Aruba Networks BlueScanner is provided free of charge under the Aruba Software License. With a Bluetooth adapter, organizations can use BlueScanner to discover Bluetooth devices, their type (phone, computer, keyboard, PDA, etc.), and the services that are advertised by the devices. BlueScanner will identify any discoverable devices within range and record all information that can be gathered from the device, without attempting to authenticating with the remote device. This information includes the device's "human friendly" name, unique address, type, time of discovery, time last seen, and any Service Discovery Protocol (SDP) information provided by the device.
In addition, BlueScanner allows you to add location information to any discovered devices. This can be easily done by specifying a location name before starting a scan. Once the scan has been started, any discovered devices will be tagged with this location name. The location can of course be changed during a scan, and any devices discovered after changing it will be tagged with the new location.
To keep from drowning the user in all the information that BlueScanner collects, the intuitive user interface allows devices to be filtered according to how recently they were last observed, their location, type, and by specific service.
The following is an overview of the types of vulnerabilities and attacks that have been discovered to date and that BlueScanner can help thwart:
- Information Retrieval and Theft of Service; The BlueSnarf attack allows an attacker to covertly retrieve phonebook and calendar entries from a phone, the phone's business card, and even the phone's IMEI (International Mobile Equipment Identity)
- Tracking and Surveillance; The Bluefish tool can be used to constantly scan an area for Bluetooth devices. When a new device is found, the program, coupled with a camera, will capture an image of the area where the device was discovered and store it in a database, associating the image with the device and the time of discovery.
- Denial of Service Attacks; The BlueSmack attack is are similar in nature to the "ping of death" attack that was able to instantly disable Windows 95 machines instantly.
- Rogue Access Points; Just as 802.11 can make use of access points to provide network connectivity, Bluetooth access points can as well. Therefore, a similar exposure is posed by them, namely rogue access points.
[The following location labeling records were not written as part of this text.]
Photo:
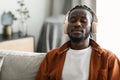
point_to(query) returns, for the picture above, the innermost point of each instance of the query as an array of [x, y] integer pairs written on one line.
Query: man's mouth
[[77, 31]]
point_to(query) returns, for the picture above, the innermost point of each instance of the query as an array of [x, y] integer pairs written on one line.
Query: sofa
[[19, 65]]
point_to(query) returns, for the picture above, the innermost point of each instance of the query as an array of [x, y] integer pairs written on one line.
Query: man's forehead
[[80, 11]]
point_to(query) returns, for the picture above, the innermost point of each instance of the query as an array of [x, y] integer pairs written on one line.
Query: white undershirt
[[76, 66]]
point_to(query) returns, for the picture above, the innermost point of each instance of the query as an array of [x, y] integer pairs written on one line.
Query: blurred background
[[46, 19]]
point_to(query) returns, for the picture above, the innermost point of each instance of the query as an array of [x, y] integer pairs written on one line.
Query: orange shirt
[[104, 65]]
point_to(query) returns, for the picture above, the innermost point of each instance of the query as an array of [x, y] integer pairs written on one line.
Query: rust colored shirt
[[104, 65]]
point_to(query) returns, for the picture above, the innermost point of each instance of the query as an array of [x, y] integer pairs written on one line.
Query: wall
[[39, 10]]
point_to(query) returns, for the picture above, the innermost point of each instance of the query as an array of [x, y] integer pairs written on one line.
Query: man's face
[[79, 24]]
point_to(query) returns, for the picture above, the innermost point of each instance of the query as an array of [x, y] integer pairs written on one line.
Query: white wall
[[39, 10], [108, 29]]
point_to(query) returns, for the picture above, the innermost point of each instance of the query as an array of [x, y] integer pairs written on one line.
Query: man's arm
[[42, 73], [114, 68]]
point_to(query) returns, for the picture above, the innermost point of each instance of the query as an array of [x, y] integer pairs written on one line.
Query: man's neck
[[81, 45]]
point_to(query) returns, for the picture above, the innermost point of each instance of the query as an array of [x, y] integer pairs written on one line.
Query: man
[[81, 58]]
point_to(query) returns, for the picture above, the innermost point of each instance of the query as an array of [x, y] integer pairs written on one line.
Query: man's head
[[79, 22]]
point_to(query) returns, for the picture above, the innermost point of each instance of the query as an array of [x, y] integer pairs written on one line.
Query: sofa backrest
[[20, 65]]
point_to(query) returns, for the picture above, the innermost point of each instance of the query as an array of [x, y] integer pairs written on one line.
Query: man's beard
[[80, 39]]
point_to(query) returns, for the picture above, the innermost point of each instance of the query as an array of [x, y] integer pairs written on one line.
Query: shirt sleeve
[[42, 73], [114, 68]]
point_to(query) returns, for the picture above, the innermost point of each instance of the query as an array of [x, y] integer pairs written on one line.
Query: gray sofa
[[19, 65]]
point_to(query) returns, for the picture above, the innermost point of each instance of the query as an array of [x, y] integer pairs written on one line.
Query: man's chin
[[77, 40]]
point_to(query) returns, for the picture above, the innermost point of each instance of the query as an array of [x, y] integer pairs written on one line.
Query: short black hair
[[86, 8]]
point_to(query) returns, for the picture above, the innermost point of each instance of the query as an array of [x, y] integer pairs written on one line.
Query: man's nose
[[78, 24]]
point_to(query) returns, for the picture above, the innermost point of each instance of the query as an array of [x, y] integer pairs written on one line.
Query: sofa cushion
[[19, 65]]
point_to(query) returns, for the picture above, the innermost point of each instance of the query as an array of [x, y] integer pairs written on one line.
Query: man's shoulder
[[109, 54]]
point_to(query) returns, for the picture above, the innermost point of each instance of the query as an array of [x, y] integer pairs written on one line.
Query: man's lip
[[77, 31]]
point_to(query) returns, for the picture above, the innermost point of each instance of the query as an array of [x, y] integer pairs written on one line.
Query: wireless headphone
[[93, 25]]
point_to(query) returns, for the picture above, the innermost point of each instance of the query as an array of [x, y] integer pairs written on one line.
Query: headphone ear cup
[[66, 24]]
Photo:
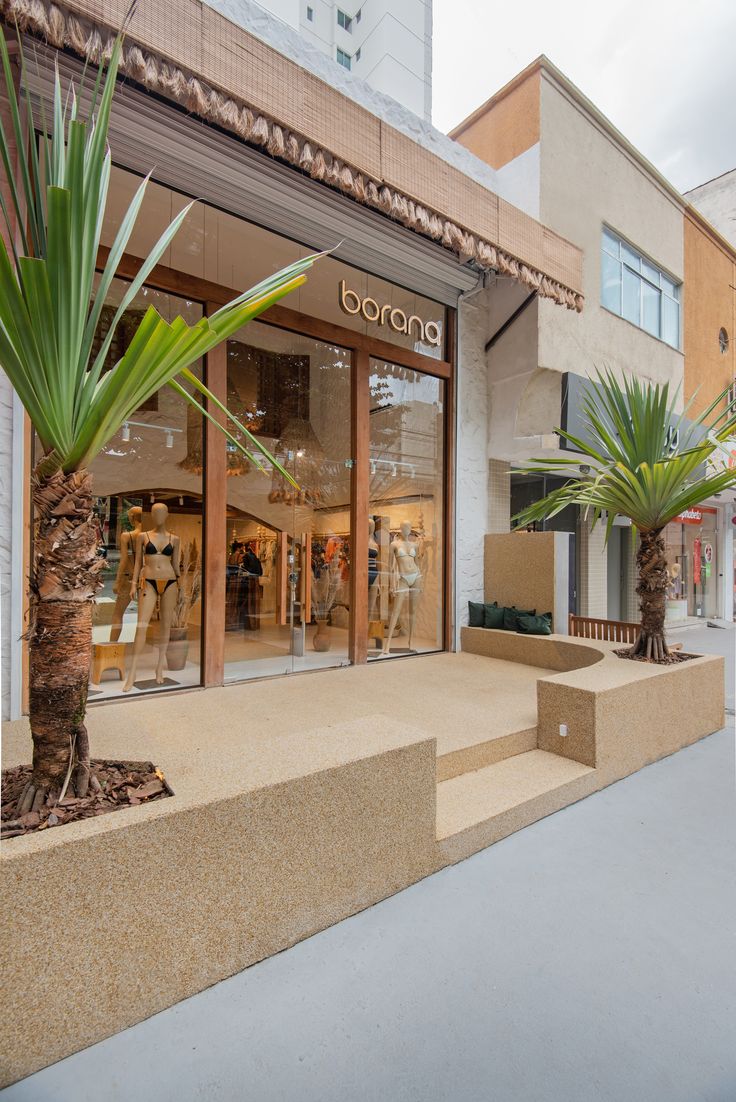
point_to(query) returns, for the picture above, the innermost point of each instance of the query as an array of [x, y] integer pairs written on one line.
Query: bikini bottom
[[160, 584]]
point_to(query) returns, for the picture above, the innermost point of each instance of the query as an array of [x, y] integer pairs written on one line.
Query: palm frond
[[52, 298], [636, 470]]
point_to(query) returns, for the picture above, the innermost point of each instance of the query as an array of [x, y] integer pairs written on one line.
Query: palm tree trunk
[[651, 570], [65, 576]]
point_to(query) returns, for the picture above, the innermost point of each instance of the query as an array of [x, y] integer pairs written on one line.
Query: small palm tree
[[50, 309], [647, 464]]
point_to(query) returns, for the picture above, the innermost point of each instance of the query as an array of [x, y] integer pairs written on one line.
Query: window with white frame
[[636, 289]]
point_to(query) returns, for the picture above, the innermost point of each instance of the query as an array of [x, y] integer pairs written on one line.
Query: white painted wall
[[472, 458]]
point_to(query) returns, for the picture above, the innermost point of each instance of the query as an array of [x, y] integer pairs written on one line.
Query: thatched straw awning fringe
[[63, 29]]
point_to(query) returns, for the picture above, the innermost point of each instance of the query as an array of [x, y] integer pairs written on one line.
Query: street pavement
[[590, 958]]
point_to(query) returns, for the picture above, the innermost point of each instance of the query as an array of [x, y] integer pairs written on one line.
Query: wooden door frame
[[361, 349]]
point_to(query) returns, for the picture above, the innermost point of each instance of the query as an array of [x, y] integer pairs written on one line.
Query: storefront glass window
[[406, 547], [289, 551], [149, 507], [692, 557]]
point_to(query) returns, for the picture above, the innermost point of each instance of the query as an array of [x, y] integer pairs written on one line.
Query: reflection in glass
[[406, 552]]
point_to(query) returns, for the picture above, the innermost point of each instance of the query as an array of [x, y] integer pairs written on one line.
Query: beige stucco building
[[379, 410], [655, 276]]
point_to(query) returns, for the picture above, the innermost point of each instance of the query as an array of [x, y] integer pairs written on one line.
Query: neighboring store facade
[[653, 284], [354, 382]]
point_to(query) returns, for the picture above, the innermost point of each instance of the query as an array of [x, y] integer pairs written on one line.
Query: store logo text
[[352, 303]]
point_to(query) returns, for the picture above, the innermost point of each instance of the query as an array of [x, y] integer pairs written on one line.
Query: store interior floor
[[249, 655]]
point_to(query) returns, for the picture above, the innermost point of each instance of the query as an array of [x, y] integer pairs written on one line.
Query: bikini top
[[152, 549]]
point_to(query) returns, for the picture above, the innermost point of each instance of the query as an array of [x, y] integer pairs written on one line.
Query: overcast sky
[[662, 71]]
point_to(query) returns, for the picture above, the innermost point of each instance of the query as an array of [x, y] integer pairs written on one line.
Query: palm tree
[[645, 462], [51, 302]]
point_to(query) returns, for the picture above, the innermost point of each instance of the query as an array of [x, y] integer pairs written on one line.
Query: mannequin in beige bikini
[[406, 581], [126, 566], [157, 581]]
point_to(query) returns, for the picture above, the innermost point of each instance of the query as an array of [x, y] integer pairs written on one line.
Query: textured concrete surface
[[531, 587], [458, 699], [587, 959], [278, 830], [145, 910], [712, 640]]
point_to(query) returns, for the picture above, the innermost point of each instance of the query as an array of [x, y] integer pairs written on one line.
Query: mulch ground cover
[[112, 786], [671, 659]]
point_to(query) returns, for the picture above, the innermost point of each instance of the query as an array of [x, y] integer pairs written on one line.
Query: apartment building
[[659, 290], [386, 43], [368, 382]]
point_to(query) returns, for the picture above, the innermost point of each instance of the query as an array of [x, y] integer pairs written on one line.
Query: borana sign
[[352, 303]]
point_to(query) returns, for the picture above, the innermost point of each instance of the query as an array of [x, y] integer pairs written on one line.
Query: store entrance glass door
[[288, 549], [406, 521]]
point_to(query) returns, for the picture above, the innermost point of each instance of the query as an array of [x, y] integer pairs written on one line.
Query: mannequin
[[121, 584], [372, 570], [157, 579], [406, 581], [673, 579]]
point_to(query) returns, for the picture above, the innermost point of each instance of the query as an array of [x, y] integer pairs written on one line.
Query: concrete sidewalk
[[590, 958]]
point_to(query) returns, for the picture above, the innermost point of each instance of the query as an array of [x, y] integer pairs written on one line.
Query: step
[[475, 755], [479, 808]]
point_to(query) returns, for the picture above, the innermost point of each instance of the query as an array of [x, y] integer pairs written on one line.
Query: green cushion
[[475, 614], [511, 617], [494, 616], [536, 625]]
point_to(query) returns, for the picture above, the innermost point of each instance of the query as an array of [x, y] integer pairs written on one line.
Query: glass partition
[[406, 524]]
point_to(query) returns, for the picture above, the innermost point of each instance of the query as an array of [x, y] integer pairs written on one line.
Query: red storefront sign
[[693, 516]]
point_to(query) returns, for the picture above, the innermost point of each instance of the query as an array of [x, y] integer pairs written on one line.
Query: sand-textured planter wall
[[108, 920]]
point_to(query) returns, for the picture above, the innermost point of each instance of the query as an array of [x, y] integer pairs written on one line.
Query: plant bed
[[670, 659], [112, 786]]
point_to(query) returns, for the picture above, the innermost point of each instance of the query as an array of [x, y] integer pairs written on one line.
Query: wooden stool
[[107, 656]]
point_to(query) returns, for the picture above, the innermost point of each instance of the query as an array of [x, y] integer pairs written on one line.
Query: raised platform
[[302, 800]]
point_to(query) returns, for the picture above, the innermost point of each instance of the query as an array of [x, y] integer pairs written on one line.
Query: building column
[[629, 596], [499, 496], [593, 566]]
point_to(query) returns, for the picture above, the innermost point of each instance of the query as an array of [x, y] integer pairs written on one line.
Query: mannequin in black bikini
[[155, 581]]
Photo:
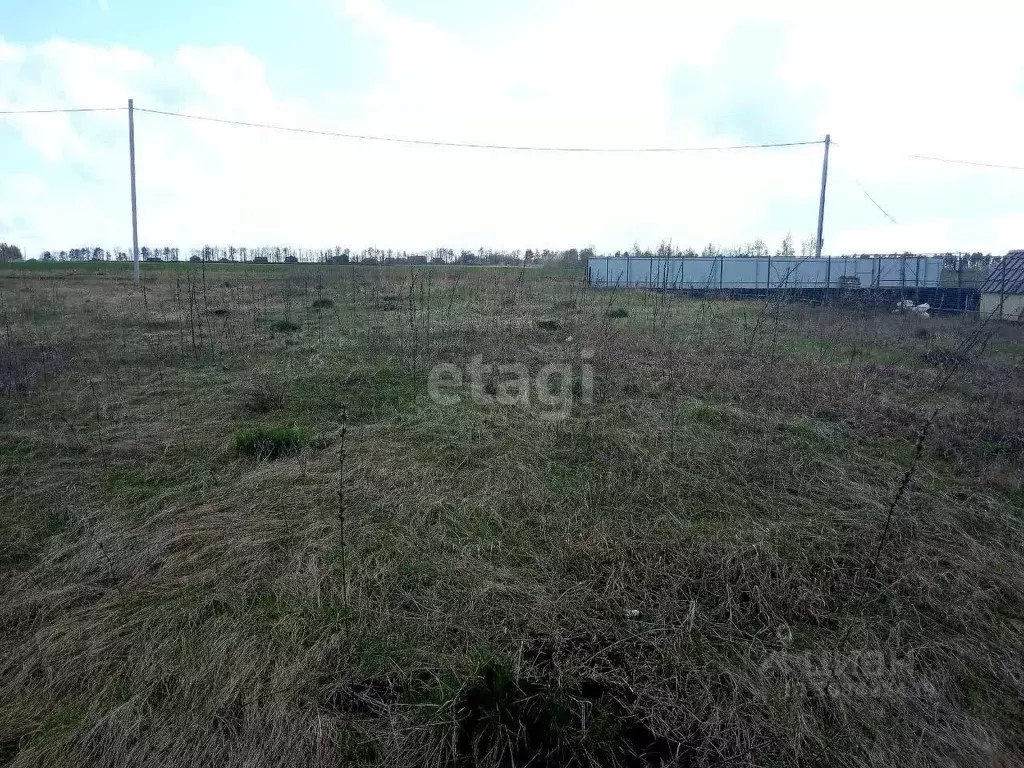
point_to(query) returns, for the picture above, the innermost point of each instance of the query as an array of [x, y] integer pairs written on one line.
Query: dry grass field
[[239, 527]]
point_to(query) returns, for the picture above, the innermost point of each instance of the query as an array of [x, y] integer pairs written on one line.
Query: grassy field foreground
[[237, 529]]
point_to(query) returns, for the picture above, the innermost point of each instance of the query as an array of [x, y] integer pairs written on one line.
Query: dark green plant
[[268, 442]]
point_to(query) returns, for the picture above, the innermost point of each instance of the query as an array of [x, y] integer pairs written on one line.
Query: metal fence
[[728, 273]]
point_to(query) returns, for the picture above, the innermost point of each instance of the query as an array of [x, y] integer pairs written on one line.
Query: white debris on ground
[[908, 307]]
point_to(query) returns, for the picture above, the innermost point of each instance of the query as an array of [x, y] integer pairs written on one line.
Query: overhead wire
[[65, 111], [474, 145]]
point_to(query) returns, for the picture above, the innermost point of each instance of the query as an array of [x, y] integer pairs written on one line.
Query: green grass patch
[[268, 442], [286, 326]]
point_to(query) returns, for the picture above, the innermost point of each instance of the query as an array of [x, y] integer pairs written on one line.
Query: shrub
[[268, 442]]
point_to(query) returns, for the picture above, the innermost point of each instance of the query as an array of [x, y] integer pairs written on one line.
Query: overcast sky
[[885, 80]]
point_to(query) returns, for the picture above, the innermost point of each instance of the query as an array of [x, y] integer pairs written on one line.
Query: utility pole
[[821, 216], [821, 205], [134, 209]]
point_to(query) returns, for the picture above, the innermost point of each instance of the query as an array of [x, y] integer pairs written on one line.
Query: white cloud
[[649, 73]]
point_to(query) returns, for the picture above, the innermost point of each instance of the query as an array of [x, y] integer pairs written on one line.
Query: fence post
[[134, 209]]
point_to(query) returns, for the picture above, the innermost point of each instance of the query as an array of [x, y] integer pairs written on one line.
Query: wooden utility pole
[[821, 216], [134, 209], [821, 205]]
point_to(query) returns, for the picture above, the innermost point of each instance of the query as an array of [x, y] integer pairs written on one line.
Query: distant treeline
[[482, 256], [9, 253], [334, 255]]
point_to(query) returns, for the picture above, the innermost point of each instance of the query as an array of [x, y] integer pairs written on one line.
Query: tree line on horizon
[[482, 256]]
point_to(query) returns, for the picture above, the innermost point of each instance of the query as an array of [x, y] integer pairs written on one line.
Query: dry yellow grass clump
[[237, 528]]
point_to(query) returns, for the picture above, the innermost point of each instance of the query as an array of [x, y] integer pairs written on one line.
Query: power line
[[952, 161], [873, 201], [62, 111], [471, 145], [968, 162]]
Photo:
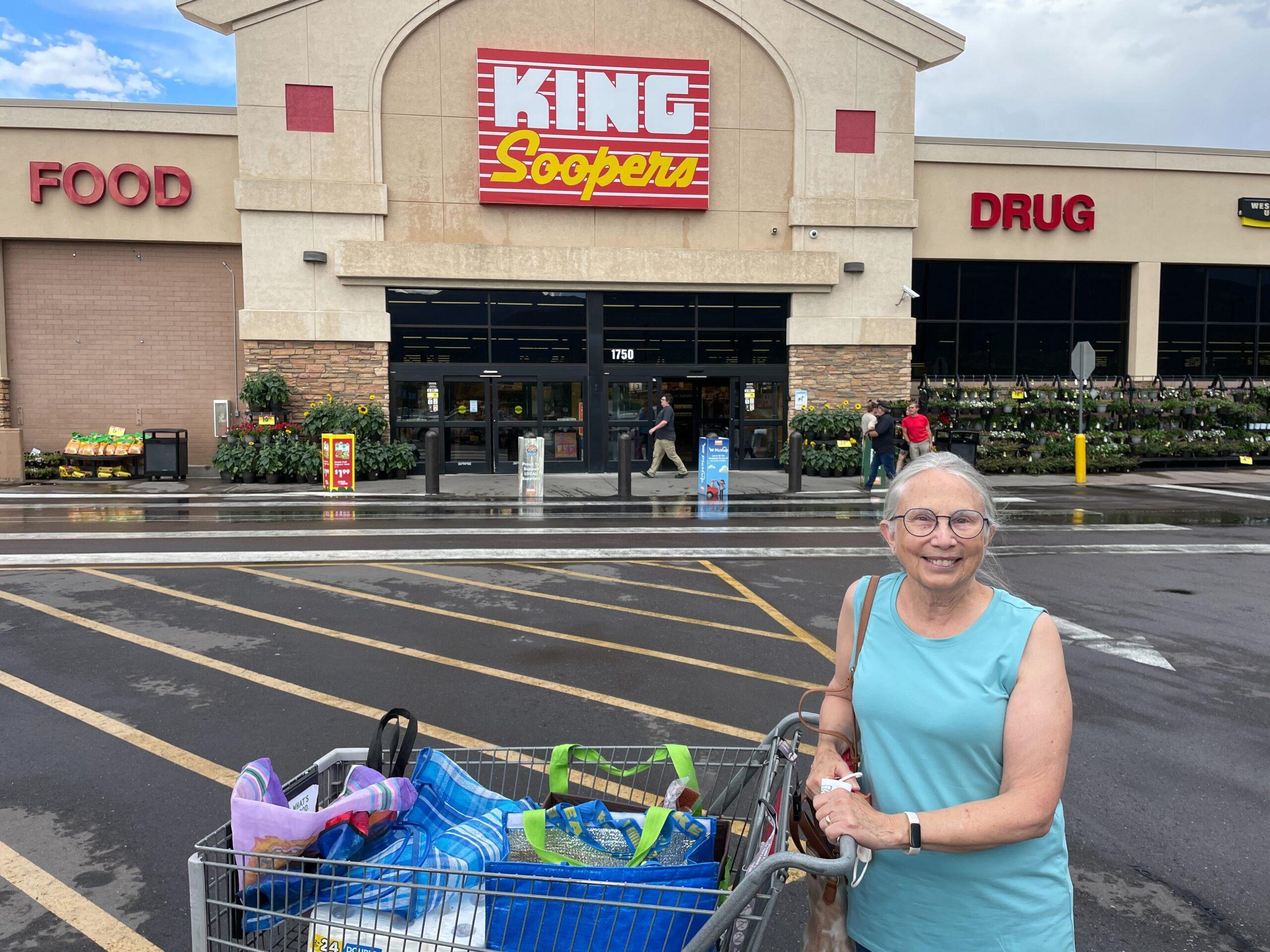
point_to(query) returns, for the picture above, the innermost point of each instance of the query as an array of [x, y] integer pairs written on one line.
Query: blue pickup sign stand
[[713, 455]]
- Reconnaissance and Discovery; Tools such as RedFang, BTScanner and BlueSniff allow an attacker to scan through all possible values used for a device's 48bit address and attempt to connect to them. Once a device is found in this manner, it is just as easy to attack as if it were in discoverable mode.
Where can I buy a Bluetooth adapter that will work with BlueScanner?
There are many adapters listed on Google's Froogle site. We have had success with these two adapters.
- Targus USB adapter
- IOGear USB adapter
I already have a non-Microsoft driver installed for my Bluetooth adapter. How do I install the Microsoft driver?
The best way to revert to the Microsoft driver is to simply uninstall the Bluetooth driver and stack that is currently installed. You can do this using the Add/Remove Programs control panel. Keep in mind that BlueScanner will only work with Windows XP Service Pack 2.
My phone headset is showing up as active in BlueScanner even though it is turned off.
If you have paired a device with your PC then that device will always show as active in BlueScanner, whether or not the device is present. The reason is that Windows does not distinguish between paired devices and active devices when it returns the result of a scan. This means that BlueScanner can't tell which devices are reporting simply because they are paired.